Researchers have discovered Israel The presence of lead contamination in human bones since 12,000 years, warning that modern technology may make the problem worse.
human remains analysis
A team from the Hebrew University of Jerusalem examined human remains in a cemetery in Italy that was in use until the 17th century.
From the fragments of 130 people at the site in Rome, researchers analyzed the composition of the chemicals in each person’s bones.
Their findings revealed that “Level contamination levels in human bones closely mirror historical rates of lead production worldwide over the centuries.”
According to the study’s authors, as the world began to mine for rare earths and produce and use more goods, people’s lead absorption increased as well.
While the researchers reviewed the history of the development and increase of lead production and use until the industrial revolution, they pointed out that lead pollution in humans is in a direct relationship with their lead production rates; The more lead we produce, the more likely people are to absorb it into their bodies, “and this has a very toxic effect,” according to a media statement issued by the researchers and published by the Journal of Environmental Science and Technology.

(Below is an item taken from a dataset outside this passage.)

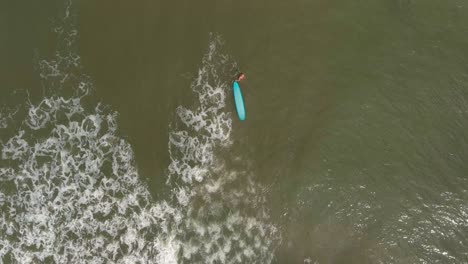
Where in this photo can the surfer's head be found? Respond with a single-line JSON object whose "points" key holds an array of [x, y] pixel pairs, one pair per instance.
{"points": [[240, 77]]}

Despite global regulations banning the use of many harmful metals, the study authors say, “Even today’s cleaner products may increase human exposure to toxic metals.” Specifically, the team notes that electronic devices, batteries, solar panels, and even wind turbines can increase global levels of metal pollution. “.
“Exposure to lead occurs in a variety of ways, from our diets to air pollution to soil absorption,” said Professor Yigal Erel, lead author of the study, warning at the same time that “the close relationship between lead production rates and human lead concentrations in the past suggests that Without proper regulation, we will continue to face the adverse health effects of toxic metal pollution.”
Contrary to popular belief, he notes, “Even green technology, such as solar panels that deteriorate over time, releases its toxic elements into the air we breathe as it degrades.. That finding may lead to future studies to find more lead in our bones than ever before.” gone.”